1. Operon or Regulated Structural Genes
In bacteria and bacteriophages different genes concerned with the same trait are often found clustered together in a group known as an operon. For example, the genes in a bacterial operon determine structure of those enzymatic proteins which control sequential metabolic steps of a biochemical reaction.

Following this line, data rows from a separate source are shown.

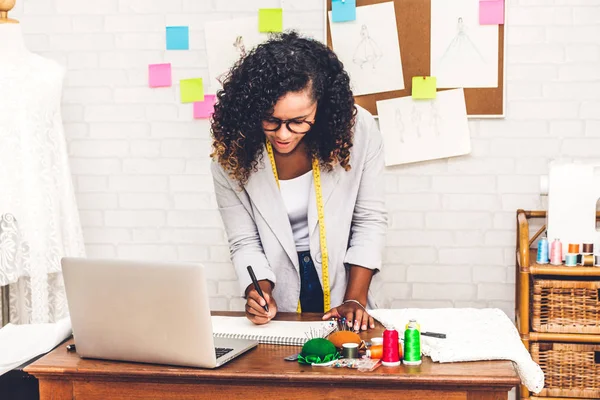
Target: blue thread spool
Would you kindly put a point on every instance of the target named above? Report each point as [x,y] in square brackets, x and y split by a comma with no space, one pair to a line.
[571,259]
[543,256]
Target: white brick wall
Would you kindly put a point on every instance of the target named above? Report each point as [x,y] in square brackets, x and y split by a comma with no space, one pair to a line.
[140,163]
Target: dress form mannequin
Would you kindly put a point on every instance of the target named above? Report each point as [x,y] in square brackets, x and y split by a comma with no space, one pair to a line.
[39,220]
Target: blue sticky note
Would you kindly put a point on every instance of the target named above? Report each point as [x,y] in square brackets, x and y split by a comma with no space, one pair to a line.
[343,10]
[178,38]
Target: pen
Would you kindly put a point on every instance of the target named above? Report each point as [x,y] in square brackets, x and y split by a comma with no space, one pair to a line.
[257,287]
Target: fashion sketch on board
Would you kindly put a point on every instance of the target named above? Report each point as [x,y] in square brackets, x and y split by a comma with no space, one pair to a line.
[435,119]
[367,51]
[461,47]
[399,124]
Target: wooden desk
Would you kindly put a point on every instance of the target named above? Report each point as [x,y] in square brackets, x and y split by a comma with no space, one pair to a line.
[263,374]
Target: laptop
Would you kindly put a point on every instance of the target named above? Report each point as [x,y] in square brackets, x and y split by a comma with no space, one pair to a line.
[144,311]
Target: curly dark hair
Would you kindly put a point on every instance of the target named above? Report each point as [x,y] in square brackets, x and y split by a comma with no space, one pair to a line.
[284,63]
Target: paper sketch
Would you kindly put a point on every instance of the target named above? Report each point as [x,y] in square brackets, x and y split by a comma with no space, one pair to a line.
[463,52]
[419,130]
[226,42]
[369,49]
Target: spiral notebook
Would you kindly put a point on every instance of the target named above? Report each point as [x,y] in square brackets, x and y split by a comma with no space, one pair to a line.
[292,333]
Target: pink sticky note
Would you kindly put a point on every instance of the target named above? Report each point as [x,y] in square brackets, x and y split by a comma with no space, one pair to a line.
[491,12]
[204,109]
[159,75]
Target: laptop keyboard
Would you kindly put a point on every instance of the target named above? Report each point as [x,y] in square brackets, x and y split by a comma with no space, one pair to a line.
[221,351]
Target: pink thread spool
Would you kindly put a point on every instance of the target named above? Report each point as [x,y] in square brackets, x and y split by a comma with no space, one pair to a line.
[556,252]
[391,356]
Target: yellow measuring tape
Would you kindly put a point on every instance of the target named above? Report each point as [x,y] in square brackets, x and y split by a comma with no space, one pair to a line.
[321,216]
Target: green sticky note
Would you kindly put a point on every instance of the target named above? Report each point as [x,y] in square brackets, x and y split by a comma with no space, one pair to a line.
[191,90]
[424,87]
[270,20]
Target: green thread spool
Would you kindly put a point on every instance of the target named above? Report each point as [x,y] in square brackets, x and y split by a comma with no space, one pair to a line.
[412,343]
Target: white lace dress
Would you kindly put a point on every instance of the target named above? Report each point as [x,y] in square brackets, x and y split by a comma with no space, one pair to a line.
[39,220]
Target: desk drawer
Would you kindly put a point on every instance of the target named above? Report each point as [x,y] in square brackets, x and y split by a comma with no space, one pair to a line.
[571,370]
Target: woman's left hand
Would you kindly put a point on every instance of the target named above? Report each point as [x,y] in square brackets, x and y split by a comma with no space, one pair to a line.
[356,316]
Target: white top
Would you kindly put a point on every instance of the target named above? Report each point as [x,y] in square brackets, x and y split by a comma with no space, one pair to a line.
[296,193]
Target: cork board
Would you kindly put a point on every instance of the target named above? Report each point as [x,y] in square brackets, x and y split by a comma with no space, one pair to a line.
[413,19]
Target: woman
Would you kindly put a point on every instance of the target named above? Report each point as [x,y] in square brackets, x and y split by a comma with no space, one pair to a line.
[298,180]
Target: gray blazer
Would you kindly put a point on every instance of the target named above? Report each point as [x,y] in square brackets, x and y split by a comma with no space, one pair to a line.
[260,234]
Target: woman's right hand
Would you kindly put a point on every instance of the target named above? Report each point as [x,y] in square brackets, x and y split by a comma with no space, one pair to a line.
[255,311]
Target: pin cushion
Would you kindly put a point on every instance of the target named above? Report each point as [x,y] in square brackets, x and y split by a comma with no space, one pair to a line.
[318,351]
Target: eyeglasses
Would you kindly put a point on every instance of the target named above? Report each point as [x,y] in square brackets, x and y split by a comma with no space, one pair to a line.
[295,126]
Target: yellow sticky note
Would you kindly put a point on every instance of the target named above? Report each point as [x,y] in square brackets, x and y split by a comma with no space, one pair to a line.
[424,87]
[270,20]
[191,90]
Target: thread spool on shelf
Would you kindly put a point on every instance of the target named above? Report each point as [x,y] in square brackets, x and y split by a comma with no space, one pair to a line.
[376,349]
[390,356]
[571,259]
[543,256]
[587,260]
[587,248]
[556,252]
[350,350]
[412,343]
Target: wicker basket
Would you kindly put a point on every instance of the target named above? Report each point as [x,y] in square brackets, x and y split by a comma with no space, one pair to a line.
[565,306]
[571,370]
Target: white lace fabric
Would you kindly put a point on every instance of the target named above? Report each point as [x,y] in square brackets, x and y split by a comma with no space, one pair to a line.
[39,219]
[471,335]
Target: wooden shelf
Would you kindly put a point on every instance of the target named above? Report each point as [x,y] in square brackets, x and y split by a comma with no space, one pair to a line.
[559,270]
[564,337]
[526,268]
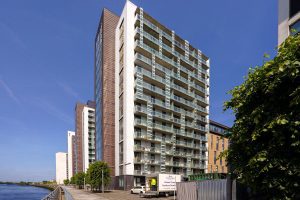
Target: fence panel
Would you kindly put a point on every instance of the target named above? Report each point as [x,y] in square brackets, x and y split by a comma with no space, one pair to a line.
[186,191]
[211,189]
[202,190]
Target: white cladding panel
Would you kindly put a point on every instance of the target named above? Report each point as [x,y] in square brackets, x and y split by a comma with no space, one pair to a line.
[61,167]
[167,182]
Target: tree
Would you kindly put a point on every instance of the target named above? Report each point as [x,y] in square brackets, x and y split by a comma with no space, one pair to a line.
[264,151]
[94,175]
[66,181]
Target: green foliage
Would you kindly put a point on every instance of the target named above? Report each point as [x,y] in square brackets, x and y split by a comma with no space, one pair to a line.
[66,181]
[94,175]
[264,151]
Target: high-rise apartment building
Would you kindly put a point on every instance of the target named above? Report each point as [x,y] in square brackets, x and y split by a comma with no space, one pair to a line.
[71,154]
[104,88]
[61,167]
[84,135]
[288,18]
[217,143]
[161,100]
[88,136]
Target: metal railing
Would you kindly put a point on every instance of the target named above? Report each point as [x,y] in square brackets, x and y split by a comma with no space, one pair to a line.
[55,194]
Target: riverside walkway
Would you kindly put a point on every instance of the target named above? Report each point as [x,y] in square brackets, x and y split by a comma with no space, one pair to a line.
[75,194]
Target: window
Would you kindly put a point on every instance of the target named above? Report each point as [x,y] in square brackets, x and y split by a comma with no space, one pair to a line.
[121,181]
[121,106]
[222,144]
[215,157]
[294,7]
[295,28]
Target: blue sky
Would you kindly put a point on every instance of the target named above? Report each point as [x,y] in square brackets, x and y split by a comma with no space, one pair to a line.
[46,65]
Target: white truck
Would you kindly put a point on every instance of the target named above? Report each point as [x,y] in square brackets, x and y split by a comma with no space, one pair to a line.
[165,184]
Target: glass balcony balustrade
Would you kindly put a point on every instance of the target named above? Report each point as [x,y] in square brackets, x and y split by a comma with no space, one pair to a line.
[182,100]
[138,121]
[169,37]
[154,88]
[141,109]
[161,115]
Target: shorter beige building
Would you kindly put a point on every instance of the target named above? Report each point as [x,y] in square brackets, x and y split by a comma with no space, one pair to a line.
[217,143]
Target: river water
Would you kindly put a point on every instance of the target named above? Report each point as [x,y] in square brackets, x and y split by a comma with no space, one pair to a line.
[17,192]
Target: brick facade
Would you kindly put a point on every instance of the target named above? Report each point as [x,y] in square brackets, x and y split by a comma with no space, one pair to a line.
[109,22]
[217,143]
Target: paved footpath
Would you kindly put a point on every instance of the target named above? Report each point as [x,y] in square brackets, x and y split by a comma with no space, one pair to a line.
[109,195]
[82,195]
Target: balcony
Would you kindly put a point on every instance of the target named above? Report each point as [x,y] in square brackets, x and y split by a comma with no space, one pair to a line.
[154,162]
[141,122]
[169,37]
[137,172]
[183,101]
[139,148]
[161,115]
[162,127]
[155,150]
[154,89]
[139,160]
[141,109]
[140,134]
[178,77]
[149,74]
[184,144]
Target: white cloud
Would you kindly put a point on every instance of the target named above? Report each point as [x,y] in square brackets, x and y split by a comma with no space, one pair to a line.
[9,91]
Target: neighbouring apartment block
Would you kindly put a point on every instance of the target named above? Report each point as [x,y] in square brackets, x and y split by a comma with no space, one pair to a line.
[71,154]
[161,101]
[104,88]
[61,167]
[217,143]
[84,135]
[88,136]
[288,18]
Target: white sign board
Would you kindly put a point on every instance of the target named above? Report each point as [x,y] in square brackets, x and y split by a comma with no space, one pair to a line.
[167,182]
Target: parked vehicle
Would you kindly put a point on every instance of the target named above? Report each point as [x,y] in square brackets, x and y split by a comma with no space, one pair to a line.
[160,184]
[137,190]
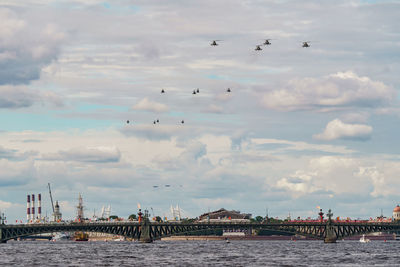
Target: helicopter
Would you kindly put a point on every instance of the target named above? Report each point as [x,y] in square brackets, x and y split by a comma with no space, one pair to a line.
[214,42]
[267,42]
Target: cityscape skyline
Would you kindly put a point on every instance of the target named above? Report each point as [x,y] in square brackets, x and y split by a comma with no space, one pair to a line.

Examples of Bacterial Operons
In E. coli and Salmonella typhimurium, a variety of operons have been investigated. Few important operons of E. coli can be considered here as examples:

(i) Gal operon of E. coli-In the gal operon of E. coli, the sequence of genes (e.g., gal E, gal T, and gal k) in the operon directly mirrors the sequence followed by the gene products (e.g., galactokinase, galactose-I-phosphate uridyl transferase, and uridinediphosspho-galactose-4-epimerase) as they carry out the degradation of galactose into glucose-I-phosphate and UDP-glucose.

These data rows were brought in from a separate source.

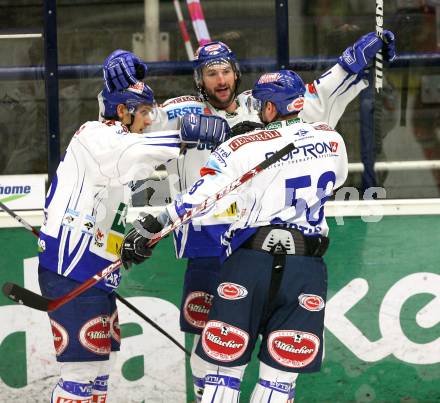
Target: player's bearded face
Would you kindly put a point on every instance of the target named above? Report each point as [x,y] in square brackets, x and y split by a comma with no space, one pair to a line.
[219,81]
[141,119]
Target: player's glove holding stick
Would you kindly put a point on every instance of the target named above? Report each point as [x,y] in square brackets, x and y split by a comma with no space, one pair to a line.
[361,54]
[122,69]
[205,129]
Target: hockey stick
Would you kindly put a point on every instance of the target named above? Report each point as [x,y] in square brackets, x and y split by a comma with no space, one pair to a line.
[121,299]
[378,82]
[19,219]
[26,297]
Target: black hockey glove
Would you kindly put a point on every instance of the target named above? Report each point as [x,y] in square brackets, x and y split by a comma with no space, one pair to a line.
[244,127]
[205,129]
[134,246]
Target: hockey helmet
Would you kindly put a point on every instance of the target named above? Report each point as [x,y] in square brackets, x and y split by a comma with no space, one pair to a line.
[284,88]
[131,97]
[210,54]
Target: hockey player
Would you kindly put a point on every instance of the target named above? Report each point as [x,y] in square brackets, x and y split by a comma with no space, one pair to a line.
[217,77]
[84,226]
[273,282]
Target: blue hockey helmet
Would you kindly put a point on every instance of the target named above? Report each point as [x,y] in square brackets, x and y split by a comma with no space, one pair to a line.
[131,97]
[210,54]
[284,88]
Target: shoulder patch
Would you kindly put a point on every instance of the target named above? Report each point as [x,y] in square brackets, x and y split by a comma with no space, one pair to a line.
[264,135]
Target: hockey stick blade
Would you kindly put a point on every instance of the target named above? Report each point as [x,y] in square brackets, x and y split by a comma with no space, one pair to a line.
[36,301]
[26,297]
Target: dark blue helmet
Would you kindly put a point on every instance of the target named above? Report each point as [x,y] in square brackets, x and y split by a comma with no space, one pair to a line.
[284,88]
[131,97]
[210,54]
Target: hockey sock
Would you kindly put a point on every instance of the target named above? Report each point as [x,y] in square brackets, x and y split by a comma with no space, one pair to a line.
[198,370]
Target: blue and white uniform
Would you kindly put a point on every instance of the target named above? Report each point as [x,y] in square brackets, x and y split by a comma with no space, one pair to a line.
[325,100]
[87,201]
[276,196]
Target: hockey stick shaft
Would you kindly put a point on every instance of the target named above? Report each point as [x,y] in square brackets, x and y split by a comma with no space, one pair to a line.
[36,301]
[29,227]
[152,323]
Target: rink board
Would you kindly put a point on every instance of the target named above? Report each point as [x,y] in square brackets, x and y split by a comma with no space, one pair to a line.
[382,341]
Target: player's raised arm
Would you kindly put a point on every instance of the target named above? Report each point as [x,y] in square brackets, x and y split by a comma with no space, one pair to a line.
[328,96]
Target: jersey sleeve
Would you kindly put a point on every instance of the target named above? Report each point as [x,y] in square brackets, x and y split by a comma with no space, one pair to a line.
[123,157]
[328,96]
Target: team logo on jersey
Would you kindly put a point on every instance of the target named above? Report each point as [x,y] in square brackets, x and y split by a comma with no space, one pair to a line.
[231,291]
[221,155]
[296,104]
[292,348]
[113,279]
[290,122]
[69,218]
[115,329]
[95,335]
[310,151]
[311,302]
[196,308]
[60,337]
[174,113]
[311,88]
[264,135]
[224,342]
[137,88]
[269,78]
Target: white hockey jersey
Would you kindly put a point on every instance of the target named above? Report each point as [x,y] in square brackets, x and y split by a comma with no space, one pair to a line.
[325,100]
[291,192]
[87,201]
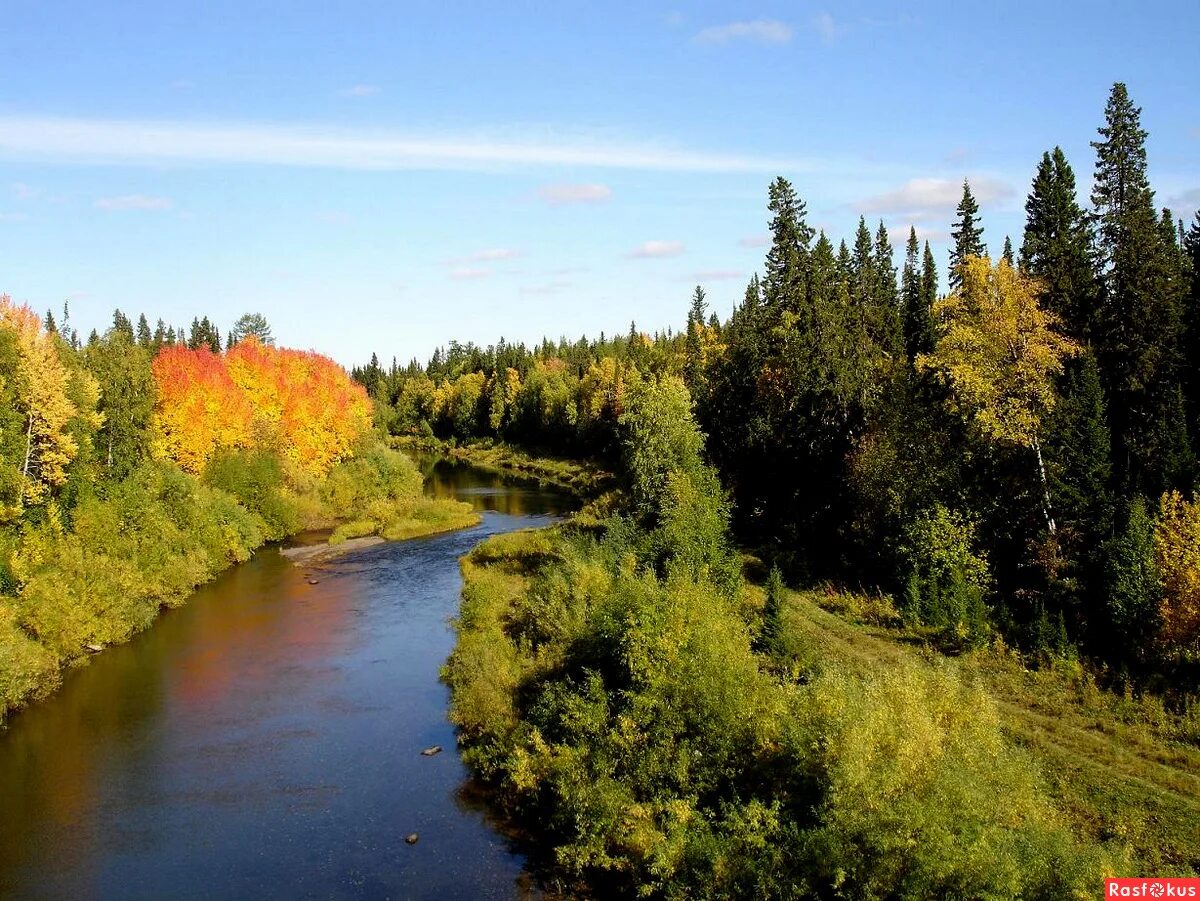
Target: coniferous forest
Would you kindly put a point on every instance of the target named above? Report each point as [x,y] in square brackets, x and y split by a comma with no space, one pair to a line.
[886,586]
[1005,472]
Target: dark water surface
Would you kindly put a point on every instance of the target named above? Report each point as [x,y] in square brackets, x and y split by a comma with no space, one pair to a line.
[264,740]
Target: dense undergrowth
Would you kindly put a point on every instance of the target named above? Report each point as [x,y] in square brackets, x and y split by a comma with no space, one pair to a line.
[665,730]
[145,542]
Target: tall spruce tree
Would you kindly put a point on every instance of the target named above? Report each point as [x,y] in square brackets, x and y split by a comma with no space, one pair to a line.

(ii) Lac operon or E. coli: - The lac operon of E. coli includes three structural genes (z. y, and a) and among its three structural genes, only the z gene specifies an enzyme) mown to be direct involved in the metabolic pathway for lactose utilization. The z gene product in a single long polypeptide chain (134,000 daltons); this combines with three other like chains to form the tetrameric enzyme β-galactosidase which catalyzes the hydrolysis of lactose (or other β-galactosidaes) into galactose and glucose. 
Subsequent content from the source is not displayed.